Recomendo a leitura para quem quer refletir sobre um problema tão social, mas ao mesmo tempo tão pessoal.
CITAÇÕES
“A indústria da dieta é o único negócio lucrativo do mundo com um índice de insucesso de 98%.”
“[…] e, quando alguém não confia na sua autoridade, na verdade não a tem.”
“Talvez o maior favor que um cônjuge possa fazer ao outro seja fechar os olhos para o que o parceiro não consegue relevar.”
“[…] querendo ou não, somos um o quê para as outras pessoas. Você pode não reconhecer suas coxas grossas ou seus olhos de centáurea azul, mas elas reconhecem, e a interação competente com o resto do mundo envolve a manipulação dessa imagem irrelevante e arbitrária do não eu até o limite máximo.”
“E a verdadeira dificuldade não é algo que a gente procure e ache, mas uma coisa ou alguém que nos encontra. Não a escolhemos. Isso é parte do que a torna difícil.”

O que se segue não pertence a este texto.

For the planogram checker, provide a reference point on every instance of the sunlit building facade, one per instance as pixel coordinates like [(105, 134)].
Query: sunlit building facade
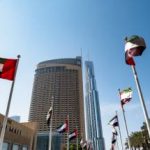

“Grande parte do ato de comer é a expectativa. Repetição e memorização. Em tese, a pessoa deveria poder comer quase inteiramente na cabeça.”
“O fracasso permite a libertação.”
“Mas não acho que o fundo do poço seja terapêutico porque finalmente se chega ao ponto em que as coisas não podem piorar. As coisas sempre podem piorar.”
“Ficava pensando em por que as pessoas tentavam realizar fosse o que fosse, já que a consecução de qualquer objetivo trazia implícito um desolado Bem, e então? O que vem agora?”
“Talvez seja impossível habitarmos nossas próprias realizações, por nos prendermos à busca em si, a seu ímpeto, a sua viciadora carga de anfetamina e a seu potente senso de propósito, de modo que o cumprimento de qualquer missão traz uma sensação de perda, na qual toda essa energia e direção são substituídas por uma calma em cujo halo os esforços logo se inquietam.”
“Quando reverenciamos alguém, fechamos os olhos para as informações mais complexas ou desanimadoras que o fazem baixar um pouquinho de nível, mas que também o transformam numa pessoa real.”
“Por mais incômoda que seja uma deficiência, a saciação é pior.”
“É impossível medir o que devemos às pessoas. A qualquer uma, é claro, mas sobretudo aos parentes consanguíneos, porque, tão logo começamos a calcular quanto somos obrigados a dar, tão logo começamos a fazer o monitoramento, a fracionar a benevolência distribuída, estamos fritos.”